Sectors That Make Up the Dow Jones

"The Dow" and "the market" are often used to describe fluctuations in the prices of company stocks. Both originated with the New York Stock Exchange, which for decades was the dominant stock trading system. Today both incorporate other aspects, such as the Nasdaq automated market. "The Dow" actually is the Dow Jones industrial average, one sector of Dow indexes that are used to indicate stock market trends.

Dow Start

Charles H. Dow, a co-founder of The Wall Street Journal, initiated a stock average in 1896 as a benchmark for the direction of stock prices. It originally had 12 stocks. Over the years, the industrial average was expanded to 30 stocks and two other sectors were added: transportation with 20 companies, and utilities with 15. Combined they form the Dow Jones Composite Average.

Sector Divisions

Today, Dow Jones sector indexes classify stocks in four levels: 10 broad industries, 19 supersectors, 41 sectors and 114 subsectors. The oil and gas industry, for instance, has a single supersector, oil and gas, with three sectors: producers, equipment and services and alternative energy.

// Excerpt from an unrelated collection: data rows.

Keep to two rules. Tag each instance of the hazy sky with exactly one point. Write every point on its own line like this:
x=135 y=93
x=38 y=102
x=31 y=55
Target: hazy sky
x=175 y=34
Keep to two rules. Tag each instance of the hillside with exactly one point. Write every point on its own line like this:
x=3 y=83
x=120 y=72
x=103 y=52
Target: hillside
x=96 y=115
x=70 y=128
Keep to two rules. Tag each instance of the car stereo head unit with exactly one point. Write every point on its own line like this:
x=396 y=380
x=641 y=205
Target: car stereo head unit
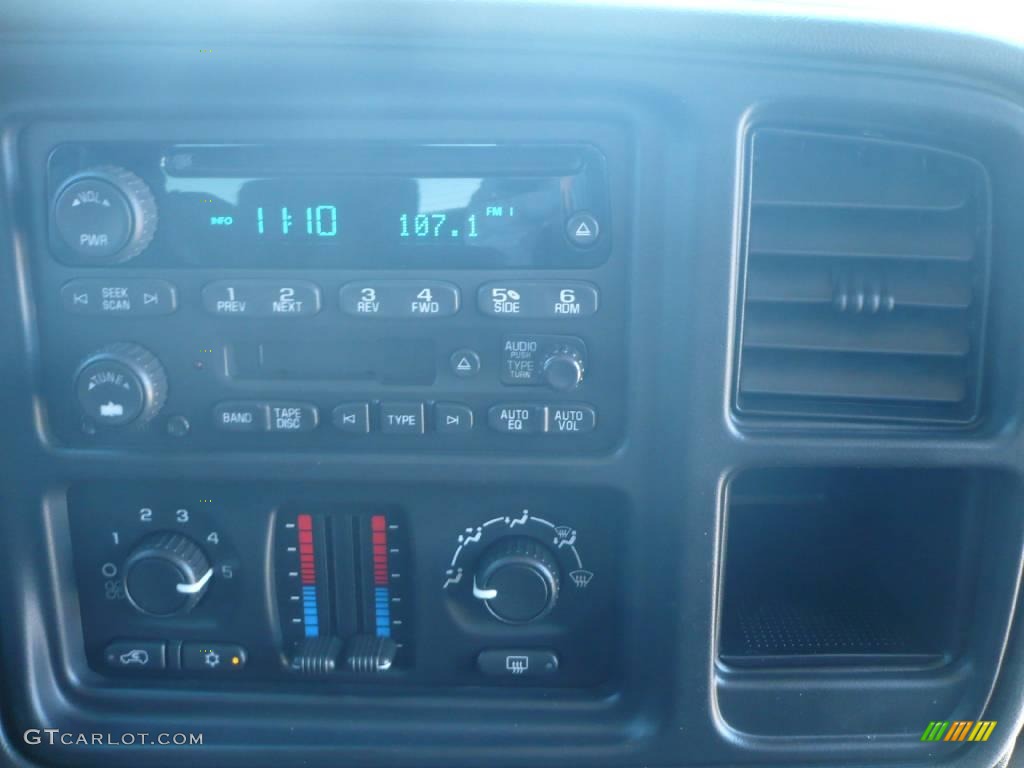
x=330 y=205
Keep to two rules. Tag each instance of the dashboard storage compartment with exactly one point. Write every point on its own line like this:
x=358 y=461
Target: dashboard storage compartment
x=847 y=567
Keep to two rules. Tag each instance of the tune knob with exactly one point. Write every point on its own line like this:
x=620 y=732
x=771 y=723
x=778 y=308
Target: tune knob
x=104 y=215
x=121 y=384
x=563 y=370
x=517 y=580
x=166 y=574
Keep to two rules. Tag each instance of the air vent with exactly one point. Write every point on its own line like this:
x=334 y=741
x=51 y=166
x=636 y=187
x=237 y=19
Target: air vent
x=865 y=281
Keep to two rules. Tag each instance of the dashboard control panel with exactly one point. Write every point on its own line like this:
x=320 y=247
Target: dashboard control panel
x=347 y=585
x=332 y=296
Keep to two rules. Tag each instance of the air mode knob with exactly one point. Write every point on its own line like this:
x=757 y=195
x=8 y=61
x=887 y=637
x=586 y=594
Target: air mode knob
x=104 y=215
x=517 y=580
x=166 y=574
x=119 y=385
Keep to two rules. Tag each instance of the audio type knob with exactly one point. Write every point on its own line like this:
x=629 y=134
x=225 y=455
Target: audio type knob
x=563 y=371
x=104 y=215
x=121 y=384
x=517 y=580
x=166 y=574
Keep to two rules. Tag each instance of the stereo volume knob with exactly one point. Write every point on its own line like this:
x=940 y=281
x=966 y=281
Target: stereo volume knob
x=121 y=384
x=166 y=574
x=517 y=580
x=104 y=215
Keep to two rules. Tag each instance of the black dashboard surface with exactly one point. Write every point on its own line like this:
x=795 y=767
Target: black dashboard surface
x=673 y=640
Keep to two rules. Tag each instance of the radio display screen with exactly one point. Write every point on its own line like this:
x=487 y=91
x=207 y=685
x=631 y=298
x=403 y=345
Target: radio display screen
x=372 y=206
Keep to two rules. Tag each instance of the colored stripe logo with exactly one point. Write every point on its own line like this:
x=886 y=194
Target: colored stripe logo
x=958 y=730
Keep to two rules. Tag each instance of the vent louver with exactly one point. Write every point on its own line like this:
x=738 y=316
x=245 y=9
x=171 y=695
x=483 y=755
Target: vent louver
x=865 y=281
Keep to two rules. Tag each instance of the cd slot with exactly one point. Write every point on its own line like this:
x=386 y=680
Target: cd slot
x=401 y=361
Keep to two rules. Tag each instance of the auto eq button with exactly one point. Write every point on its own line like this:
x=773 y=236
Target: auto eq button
x=517 y=418
x=517 y=664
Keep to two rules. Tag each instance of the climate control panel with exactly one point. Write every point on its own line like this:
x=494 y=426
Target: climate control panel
x=348 y=586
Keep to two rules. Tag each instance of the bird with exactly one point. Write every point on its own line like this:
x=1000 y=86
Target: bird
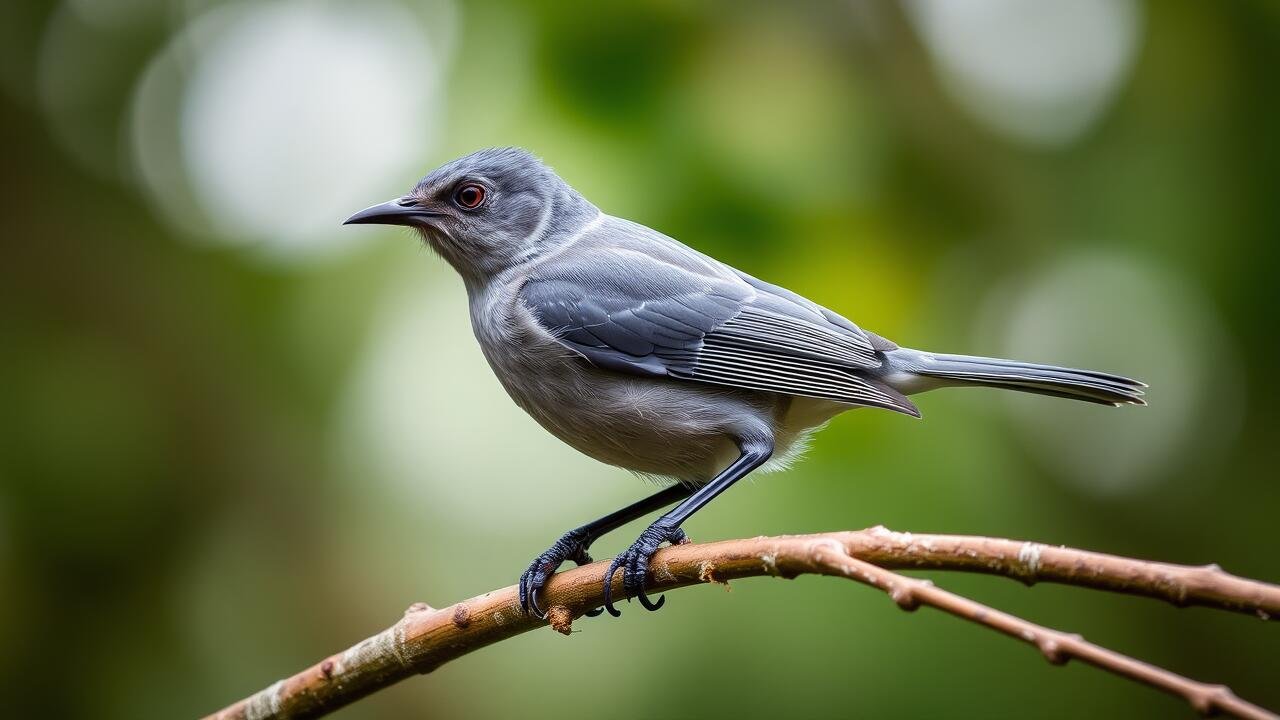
x=645 y=354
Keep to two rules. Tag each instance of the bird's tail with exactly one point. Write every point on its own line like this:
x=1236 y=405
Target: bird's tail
x=913 y=370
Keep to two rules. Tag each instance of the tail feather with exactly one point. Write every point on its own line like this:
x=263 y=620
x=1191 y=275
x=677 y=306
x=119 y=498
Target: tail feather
x=1089 y=386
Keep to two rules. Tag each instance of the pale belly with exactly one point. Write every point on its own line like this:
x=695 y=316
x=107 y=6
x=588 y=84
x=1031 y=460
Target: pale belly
x=662 y=427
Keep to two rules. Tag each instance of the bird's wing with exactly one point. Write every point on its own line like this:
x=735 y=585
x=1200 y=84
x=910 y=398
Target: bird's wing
x=662 y=309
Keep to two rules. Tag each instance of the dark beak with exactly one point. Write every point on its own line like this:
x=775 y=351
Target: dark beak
x=401 y=212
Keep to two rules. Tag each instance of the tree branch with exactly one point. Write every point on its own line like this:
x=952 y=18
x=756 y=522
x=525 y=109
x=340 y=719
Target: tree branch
x=426 y=638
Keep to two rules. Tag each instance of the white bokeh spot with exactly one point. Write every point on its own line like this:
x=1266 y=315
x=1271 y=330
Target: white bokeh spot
x=1036 y=71
x=268 y=124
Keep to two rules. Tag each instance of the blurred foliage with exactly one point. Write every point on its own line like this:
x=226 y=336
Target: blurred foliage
x=195 y=488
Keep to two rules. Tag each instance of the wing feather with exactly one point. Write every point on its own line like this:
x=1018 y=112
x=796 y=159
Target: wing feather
x=664 y=314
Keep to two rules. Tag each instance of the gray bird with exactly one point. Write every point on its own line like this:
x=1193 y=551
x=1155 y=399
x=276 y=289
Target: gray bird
x=645 y=354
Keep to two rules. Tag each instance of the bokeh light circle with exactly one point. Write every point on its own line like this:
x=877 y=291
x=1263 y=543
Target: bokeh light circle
x=266 y=124
x=1037 y=71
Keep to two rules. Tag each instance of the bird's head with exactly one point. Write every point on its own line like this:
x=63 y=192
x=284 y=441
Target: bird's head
x=487 y=212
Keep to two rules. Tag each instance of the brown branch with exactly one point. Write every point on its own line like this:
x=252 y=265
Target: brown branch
x=426 y=638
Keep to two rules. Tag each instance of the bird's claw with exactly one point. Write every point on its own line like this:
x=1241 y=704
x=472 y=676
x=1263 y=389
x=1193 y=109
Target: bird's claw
x=634 y=563
x=571 y=546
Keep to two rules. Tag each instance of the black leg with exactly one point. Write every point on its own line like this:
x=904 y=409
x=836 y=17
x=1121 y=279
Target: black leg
x=575 y=543
x=635 y=560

Each sector is split into two subsectors on specific fields.

Worldwide Indices

Now the Dow Jones Indices are a family of 830,000 indexes covering a wide range of assets around the world. It is largely owned by McGraw-Hill, publisher of the Standard & Poor's family of investment publications and producer of the Standard & Poor's 500 index, another major indicator of market activity. The two dominant index companies merged in June of 2012.

Dow Components

Until 1999, the DJIA covered only NYSE issues, but that year Microsoft and Intel from the Nasdaq market were added. The average is "weighted," so it is not computed by simply adding the prices of the stocks and dividing by 30. The 30 stocks make up about 30 percent of the total market capitalization. Of the 12 stocks in the original Dow Jones industrial average, only General Electric remains a component.